Alissa Wilkinson Desvenda o Legado de Joan Didion em Hollywood

Em 2020, a crítica de cinema Alissa Wilkinson começou a trabalhar em um projeto de livro sobre Joan Didion. Seu objetivo era explorar a icônica ensaísta, repórter, romancista e dramaturga por um ângulo pouco explorado até então: a conexão de Didion com a indústria cinematográfica. Esse projeto se transformou no livro “We Tell Ourselves Stories: Joan Didion and the American Dream Machine”. Wilkinson, que é crítica do The New York Times desde 2023 e antes escrevia para o Vox, não estava interessada em mergulhar na “persona ou na celebridade de Didion”, mas sim no que unia toda a sua obra. “Pensei em escrever sobre ela através da lente de Hollywood, tanto porque ela trabalhou lá e escreveu filmes que foram produzidos e ainda assistimos hoje, mas também porque ela escreveu sobre Hollywood”, explicou Wilkinson em uma entrevista recente ao Variety.
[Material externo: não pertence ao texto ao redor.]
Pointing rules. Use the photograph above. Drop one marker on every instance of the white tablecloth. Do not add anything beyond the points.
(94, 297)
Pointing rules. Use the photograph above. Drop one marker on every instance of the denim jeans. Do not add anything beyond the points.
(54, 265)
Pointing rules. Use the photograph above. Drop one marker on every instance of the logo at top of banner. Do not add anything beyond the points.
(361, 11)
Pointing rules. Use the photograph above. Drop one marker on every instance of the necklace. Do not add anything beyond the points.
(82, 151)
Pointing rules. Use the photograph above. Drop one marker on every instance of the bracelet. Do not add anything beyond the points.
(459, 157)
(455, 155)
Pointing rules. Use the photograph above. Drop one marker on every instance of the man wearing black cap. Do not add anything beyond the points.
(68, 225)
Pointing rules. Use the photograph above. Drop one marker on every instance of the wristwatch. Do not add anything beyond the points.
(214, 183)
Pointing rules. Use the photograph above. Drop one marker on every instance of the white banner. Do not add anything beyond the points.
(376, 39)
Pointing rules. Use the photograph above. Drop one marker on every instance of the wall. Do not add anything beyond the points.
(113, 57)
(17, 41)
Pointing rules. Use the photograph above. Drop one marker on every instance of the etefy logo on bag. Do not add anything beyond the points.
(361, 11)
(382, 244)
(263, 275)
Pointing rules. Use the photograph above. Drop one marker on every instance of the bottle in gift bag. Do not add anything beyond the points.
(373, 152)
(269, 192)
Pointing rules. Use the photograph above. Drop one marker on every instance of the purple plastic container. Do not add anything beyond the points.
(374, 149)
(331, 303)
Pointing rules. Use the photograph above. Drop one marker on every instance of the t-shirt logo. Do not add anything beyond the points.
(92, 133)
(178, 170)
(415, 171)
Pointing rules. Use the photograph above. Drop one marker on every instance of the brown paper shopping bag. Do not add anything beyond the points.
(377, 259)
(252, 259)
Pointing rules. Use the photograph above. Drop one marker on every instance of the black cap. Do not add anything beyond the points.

O livro, lançado na terça-feira, chega poucas semanas antes que os materiais de arquivo de Didion, junto com os de seu marido, John Gregory Dunne, se tornem acessíveis ao público pela Biblioteca Pública de Nova York em 26 de março. Wilkinson participará de um evento no mesmo dia para discutir o livro. Os arquivos incluem rascunhos de roteiros de Didion e Dunne, oferecendo uma nova perspectiva sobre o trabalho de Didion no cinema. Wilkinson argumenta que Hollywood foi frequentemente um veículo que Didion usou para explorar uma ideia crucial: como as narrativas e a contação de histórias funcionam em nossas vidas cotidianas.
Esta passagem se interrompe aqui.